October 10, 2002

Darkness Descending

I’m a caring person, a gifted healer, a source of positive energy. Why is it that sometimes I can’t find my way out of the dark?

I’m not getting into a discussion about how it is my perception of what I’m looking at that makes it good or bad. I know that, and I also know that it is very hard to change that perception when surrounded by unbelievable amounts of negativity. That said, I work in Hell. I work in the den of negativity, with a huge cloud of it hanging over the place constantly, and there are no windows. Telling me that it is just how I perceive it reminds me of this scene where the guy is pledging to this fraternity. He stands there bent over in his underwear while some big brute hits his backside with a big paddle, and with each hit, he says ‘Thank you sir, may I have another?’ Telling me it’s my perception is like telling me that this pledge is really liking it. (Of course, I guess he may be.)

In the last couple of years, I have been on a big emotional roller coaster. If not for the family and friends that stood by me (and God only knows why they have), I wouldn’t be here typing today. I am a very powerful person, energy wise. People can’t believe how positive I am when I am helping someone, or when I am healing. At the same time, people at work can’t believe how I can be positive about anything. I guess it’s the reversal factor... For every action, there has to be an equal and opposite reaction, (though I’m not sure its relative... get it? relative?). It could be called balance.
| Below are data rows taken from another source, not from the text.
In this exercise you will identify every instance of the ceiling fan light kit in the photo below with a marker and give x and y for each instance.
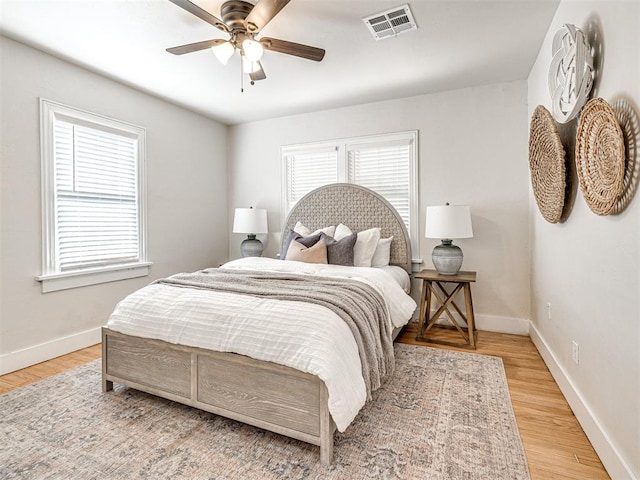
(223, 51)
(242, 21)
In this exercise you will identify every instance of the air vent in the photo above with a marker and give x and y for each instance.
(391, 22)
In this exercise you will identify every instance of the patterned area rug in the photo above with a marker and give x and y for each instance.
(442, 415)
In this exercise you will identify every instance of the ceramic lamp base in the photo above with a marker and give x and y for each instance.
(447, 258)
(251, 247)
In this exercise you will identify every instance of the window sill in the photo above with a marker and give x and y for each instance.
(83, 278)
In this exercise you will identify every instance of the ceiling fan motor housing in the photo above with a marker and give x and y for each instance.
(234, 12)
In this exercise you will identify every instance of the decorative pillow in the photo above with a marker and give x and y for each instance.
(340, 252)
(304, 231)
(365, 247)
(314, 254)
(383, 253)
(306, 241)
(342, 231)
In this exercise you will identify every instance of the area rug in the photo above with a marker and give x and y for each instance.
(443, 415)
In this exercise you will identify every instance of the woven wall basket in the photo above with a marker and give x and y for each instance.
(546, 163)
(600, 156)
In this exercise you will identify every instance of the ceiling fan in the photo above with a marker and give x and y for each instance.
(243, 21)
Right now, as I start working toward building a business, creating a clientele, and becoming my own employer, I am faced with having to put in so many hours at work that I may not be able to do that until after the first of the year, a time frame that distances me too far from those I worked on at school to be able to contact them, or to have contacting them do any good. It is a distressing situation.
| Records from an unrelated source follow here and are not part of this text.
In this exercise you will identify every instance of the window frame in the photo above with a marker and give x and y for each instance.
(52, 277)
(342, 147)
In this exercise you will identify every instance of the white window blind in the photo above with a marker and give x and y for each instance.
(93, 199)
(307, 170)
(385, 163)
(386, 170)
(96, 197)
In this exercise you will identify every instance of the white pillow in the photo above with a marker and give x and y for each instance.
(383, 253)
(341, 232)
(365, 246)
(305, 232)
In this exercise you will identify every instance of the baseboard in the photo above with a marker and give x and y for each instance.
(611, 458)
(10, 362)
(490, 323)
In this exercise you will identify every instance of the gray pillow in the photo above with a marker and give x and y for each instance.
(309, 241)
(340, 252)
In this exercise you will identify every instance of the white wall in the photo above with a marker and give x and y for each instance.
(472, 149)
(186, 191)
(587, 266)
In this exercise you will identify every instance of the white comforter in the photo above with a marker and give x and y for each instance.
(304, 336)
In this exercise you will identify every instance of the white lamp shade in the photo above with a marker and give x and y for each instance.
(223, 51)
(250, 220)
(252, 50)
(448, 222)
But today, something magical happened. I was reminded that good things happen every day. A post on the ReikiAloha.com board made notation to that fact that whether I see them or not, good things are happening (see posted comment below). I’m just not noticing. I am preoccupied. Duh. The big question is can I look up enough to notice. And the trial is to start noticing the good stuff to balance out the bad. That is my test at this moment.
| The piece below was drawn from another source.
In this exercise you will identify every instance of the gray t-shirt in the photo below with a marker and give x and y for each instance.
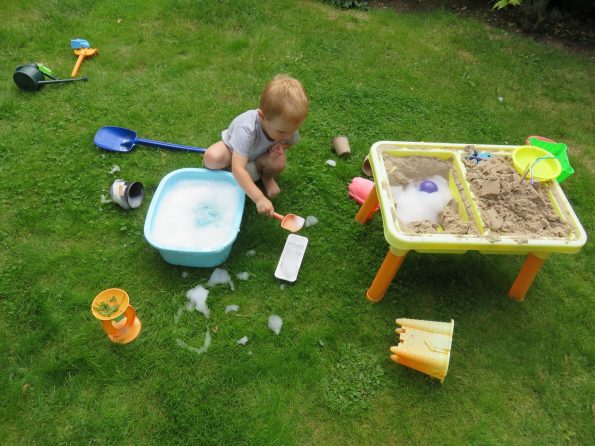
(246, 137)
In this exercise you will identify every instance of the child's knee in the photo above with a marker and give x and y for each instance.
(217, 156)
(277, 165)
This morning, as I drove in to work, I entered this big dark tunnel that took a sharp turn downward. Since then, I have been plunging ever deeper. Then somebody turned on a light. They reminded me that all is not darkness. Sometimes it’s just a little thing that can make the difference between desperation, and hopefulness.

Thank you Raymond, for turning on the light. Now, can someone point out the brake pedal?

Posted at www.ReikiAloha (I invite you all to go there and take part in the forum)...

I was writing to a friend just now, telling her how all sorts of good things were happening to me yesterday, and as I was writing, I wondered, "Perhaps good things happen everyday, it's just that yesterday I was paying attention".

I'll try to pay closer attention from now on.